I seriously don’t feel a need to cry. I just didn’t know them that well. This is still sad. I just sit and stare reflectively at the huge mound of rocks before us.

After a while, her tears dry up so I get to my feet and wipe myself off.

As she sits on the ground, I walk around and pick up all the little pieces of wood I can find. I place them around the mound of rocks and throw the rest on top. She stares at me as I do this.

She immediately sees what I’m doing when I rub two sticks together and create a fire, which slowly spreads over the mound.

“They deserve a proper send-off,” I say and she just nods. “I think we should keep moving and try to find Dr. Alfred.” I help her to her feet. “When we find him, we’ll know what to do.”

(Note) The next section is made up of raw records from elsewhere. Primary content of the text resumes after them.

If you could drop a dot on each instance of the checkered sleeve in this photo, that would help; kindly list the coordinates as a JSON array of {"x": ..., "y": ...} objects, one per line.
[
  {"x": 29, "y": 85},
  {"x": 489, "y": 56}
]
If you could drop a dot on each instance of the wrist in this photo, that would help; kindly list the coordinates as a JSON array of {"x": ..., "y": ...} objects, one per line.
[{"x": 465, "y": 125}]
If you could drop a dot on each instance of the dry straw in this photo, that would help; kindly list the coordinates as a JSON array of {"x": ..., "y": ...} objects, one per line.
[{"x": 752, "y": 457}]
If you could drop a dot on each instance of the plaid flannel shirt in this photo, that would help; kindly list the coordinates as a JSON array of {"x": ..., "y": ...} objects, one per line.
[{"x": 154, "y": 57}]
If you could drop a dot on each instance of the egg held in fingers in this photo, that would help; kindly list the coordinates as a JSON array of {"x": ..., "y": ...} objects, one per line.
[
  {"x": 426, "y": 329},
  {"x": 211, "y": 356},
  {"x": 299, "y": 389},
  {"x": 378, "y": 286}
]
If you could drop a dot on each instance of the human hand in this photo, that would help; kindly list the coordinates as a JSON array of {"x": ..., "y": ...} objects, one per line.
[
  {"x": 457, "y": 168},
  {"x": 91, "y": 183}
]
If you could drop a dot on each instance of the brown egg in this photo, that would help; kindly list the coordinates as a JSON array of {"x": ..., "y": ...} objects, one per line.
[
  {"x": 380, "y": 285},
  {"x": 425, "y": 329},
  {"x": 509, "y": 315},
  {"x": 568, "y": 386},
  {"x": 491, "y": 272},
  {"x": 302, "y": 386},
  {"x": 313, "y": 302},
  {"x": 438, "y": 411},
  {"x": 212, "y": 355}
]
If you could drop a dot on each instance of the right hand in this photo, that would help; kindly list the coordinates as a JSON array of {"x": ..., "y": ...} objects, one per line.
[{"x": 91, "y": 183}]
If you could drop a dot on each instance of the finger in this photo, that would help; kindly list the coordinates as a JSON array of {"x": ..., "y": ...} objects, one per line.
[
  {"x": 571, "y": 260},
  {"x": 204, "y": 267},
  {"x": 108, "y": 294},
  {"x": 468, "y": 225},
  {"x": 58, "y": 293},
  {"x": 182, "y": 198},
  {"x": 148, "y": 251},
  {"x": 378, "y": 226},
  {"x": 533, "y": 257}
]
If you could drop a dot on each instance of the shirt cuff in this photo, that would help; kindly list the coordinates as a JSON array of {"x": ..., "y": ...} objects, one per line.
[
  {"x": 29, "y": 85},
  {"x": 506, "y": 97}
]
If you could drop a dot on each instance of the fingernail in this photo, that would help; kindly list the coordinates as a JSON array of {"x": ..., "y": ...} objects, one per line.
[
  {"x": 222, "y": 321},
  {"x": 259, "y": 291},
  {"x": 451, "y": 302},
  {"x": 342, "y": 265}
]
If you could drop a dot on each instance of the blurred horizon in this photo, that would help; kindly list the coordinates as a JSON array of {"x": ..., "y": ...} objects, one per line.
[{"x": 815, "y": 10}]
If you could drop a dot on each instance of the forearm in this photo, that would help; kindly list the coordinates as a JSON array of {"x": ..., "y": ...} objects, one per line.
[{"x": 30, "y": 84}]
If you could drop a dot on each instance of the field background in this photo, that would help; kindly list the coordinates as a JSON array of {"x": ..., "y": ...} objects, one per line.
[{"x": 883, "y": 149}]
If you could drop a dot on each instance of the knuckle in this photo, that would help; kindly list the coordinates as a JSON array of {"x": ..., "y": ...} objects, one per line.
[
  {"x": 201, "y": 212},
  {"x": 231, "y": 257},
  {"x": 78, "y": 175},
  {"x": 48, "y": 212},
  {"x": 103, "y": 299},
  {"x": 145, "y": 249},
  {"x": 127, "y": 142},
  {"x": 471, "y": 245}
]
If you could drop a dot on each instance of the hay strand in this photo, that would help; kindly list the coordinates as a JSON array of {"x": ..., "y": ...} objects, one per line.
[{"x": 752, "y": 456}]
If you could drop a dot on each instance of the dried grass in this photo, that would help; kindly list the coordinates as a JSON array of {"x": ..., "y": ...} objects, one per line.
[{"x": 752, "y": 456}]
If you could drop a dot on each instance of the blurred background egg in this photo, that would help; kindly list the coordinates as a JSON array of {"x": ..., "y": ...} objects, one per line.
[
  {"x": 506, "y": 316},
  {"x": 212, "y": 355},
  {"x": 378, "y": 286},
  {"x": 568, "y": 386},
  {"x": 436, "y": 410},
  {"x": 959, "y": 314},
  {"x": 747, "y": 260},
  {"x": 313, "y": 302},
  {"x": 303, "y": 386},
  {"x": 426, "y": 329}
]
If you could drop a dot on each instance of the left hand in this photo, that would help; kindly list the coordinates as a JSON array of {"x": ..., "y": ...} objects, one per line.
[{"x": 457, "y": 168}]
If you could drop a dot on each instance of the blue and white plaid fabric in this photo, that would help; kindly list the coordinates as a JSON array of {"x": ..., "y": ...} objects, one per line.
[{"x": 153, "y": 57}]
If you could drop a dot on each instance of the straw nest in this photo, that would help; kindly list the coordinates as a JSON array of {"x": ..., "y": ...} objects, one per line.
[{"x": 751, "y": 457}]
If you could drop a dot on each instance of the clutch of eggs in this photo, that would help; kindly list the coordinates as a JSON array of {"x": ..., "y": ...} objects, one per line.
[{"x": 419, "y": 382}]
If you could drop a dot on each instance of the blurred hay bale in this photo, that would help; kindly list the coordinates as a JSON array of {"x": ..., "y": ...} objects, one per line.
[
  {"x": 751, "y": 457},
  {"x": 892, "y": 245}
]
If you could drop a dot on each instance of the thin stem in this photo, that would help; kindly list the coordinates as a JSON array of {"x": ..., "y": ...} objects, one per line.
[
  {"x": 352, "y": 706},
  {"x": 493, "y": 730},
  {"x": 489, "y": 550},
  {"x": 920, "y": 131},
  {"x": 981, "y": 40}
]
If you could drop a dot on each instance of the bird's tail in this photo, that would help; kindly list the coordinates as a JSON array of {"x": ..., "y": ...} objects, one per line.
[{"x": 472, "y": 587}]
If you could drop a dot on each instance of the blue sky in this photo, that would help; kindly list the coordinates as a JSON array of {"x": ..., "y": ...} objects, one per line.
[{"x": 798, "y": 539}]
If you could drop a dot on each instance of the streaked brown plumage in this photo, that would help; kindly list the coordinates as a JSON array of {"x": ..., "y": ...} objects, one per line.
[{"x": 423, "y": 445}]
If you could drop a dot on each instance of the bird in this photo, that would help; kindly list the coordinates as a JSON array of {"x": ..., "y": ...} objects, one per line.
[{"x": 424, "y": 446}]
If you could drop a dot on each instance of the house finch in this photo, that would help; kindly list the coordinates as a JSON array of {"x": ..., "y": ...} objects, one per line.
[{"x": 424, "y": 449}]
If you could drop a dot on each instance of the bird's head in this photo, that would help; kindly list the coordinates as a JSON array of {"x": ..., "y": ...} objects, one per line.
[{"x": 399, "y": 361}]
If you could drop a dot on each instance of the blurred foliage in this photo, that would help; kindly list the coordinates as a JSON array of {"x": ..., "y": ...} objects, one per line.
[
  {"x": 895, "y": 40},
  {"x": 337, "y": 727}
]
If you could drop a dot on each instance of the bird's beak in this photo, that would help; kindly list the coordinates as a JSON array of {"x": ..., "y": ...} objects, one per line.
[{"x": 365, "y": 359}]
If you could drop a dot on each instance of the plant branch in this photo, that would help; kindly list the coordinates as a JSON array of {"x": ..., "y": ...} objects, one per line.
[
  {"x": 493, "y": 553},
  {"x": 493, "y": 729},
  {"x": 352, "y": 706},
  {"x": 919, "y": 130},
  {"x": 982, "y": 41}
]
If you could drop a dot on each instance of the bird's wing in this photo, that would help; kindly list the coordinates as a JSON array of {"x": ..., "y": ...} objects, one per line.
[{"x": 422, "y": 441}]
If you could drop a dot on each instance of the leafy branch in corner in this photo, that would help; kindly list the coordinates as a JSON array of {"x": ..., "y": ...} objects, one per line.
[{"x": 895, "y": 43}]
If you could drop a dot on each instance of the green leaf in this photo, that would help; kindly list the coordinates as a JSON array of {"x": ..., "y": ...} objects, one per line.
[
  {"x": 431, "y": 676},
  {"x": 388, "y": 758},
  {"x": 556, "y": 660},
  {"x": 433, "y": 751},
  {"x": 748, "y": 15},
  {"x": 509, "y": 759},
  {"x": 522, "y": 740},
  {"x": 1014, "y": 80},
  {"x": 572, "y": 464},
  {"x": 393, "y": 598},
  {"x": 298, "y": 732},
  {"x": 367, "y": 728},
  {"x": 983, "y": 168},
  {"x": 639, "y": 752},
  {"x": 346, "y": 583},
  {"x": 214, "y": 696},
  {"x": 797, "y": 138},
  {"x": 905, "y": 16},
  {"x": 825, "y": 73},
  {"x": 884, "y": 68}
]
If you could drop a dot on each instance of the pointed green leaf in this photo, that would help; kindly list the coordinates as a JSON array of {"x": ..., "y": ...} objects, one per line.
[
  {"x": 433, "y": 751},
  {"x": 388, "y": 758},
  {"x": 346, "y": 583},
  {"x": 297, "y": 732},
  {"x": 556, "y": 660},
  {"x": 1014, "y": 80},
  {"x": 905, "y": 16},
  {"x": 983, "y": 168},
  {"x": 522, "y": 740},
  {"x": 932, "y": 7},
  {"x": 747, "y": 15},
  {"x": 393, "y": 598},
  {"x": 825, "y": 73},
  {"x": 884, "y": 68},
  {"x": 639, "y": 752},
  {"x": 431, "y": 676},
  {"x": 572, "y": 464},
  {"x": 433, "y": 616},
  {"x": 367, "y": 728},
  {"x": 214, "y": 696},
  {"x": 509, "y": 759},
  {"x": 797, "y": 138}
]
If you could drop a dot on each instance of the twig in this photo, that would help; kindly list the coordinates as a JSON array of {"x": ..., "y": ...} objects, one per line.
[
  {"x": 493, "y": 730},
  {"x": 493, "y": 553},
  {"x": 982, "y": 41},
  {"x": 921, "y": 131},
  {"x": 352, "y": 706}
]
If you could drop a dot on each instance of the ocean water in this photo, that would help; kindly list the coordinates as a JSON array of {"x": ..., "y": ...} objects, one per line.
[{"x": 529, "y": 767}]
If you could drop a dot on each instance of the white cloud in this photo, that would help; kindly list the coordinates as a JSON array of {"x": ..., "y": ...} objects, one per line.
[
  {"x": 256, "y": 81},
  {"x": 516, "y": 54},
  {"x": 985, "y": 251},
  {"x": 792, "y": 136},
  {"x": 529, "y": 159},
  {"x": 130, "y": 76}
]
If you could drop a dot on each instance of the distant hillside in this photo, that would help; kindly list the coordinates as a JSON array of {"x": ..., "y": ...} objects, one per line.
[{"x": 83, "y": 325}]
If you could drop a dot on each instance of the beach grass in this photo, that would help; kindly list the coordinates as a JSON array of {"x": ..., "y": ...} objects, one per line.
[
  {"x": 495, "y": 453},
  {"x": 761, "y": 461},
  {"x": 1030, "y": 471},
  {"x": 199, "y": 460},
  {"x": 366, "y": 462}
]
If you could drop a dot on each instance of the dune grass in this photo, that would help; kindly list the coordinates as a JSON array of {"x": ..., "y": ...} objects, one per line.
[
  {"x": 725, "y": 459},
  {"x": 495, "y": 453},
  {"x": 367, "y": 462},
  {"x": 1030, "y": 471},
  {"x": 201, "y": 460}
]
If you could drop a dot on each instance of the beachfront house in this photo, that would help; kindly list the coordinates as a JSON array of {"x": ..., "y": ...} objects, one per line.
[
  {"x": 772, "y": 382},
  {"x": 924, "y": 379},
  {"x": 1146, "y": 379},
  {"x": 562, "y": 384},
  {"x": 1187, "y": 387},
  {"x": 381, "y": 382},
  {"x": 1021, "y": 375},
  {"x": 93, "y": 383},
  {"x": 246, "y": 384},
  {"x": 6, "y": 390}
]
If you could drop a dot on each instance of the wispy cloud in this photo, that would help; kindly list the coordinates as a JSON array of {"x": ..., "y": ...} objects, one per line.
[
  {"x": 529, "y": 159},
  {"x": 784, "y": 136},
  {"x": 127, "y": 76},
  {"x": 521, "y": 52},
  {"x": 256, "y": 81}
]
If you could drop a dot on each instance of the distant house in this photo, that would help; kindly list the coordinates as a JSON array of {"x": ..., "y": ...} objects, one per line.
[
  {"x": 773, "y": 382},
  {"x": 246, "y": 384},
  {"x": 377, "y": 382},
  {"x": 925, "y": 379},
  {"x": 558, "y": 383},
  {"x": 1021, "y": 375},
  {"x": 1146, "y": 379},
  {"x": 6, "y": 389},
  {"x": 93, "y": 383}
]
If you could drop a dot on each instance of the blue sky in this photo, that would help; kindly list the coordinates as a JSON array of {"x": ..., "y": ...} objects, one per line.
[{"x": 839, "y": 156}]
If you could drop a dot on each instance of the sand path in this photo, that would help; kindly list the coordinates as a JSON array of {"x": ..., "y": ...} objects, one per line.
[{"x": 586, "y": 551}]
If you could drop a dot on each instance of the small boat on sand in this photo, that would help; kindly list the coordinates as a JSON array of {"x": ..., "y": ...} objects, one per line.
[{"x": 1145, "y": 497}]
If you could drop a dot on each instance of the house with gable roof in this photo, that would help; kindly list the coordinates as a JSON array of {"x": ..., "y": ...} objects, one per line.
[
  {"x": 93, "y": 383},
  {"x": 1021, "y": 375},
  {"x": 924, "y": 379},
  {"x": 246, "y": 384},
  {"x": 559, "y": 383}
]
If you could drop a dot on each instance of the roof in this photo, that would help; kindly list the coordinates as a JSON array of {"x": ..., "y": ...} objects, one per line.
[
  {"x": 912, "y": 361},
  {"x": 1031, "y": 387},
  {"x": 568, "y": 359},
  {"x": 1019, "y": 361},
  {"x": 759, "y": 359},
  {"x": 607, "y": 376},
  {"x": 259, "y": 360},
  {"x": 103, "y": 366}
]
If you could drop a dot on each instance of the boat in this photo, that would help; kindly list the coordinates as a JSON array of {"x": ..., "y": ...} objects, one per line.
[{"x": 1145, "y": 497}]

When Alex gets to her feet, she put my arms around me and squeezes me tight. Due to how miserable she looks, I assume she really needs a hug right now.

“Everything will be fine, I promise,” I say to comfort her. A more despicable lie couldn’t have been told.

Everything that could have gone wrong has gone wrong and what is the guarantee that we will even find Dr. Alfred alive anyways? I guess only time will tell at this point.

As the dust in the air settles and visibility improves, we spot a small path leading into a small tunnel with light at the end of it. While trying to salvage any hope we have left, we decide to use it as we reminisce and come to terms with our horrible setbacks. We need to stay together and look to the future from this point onward.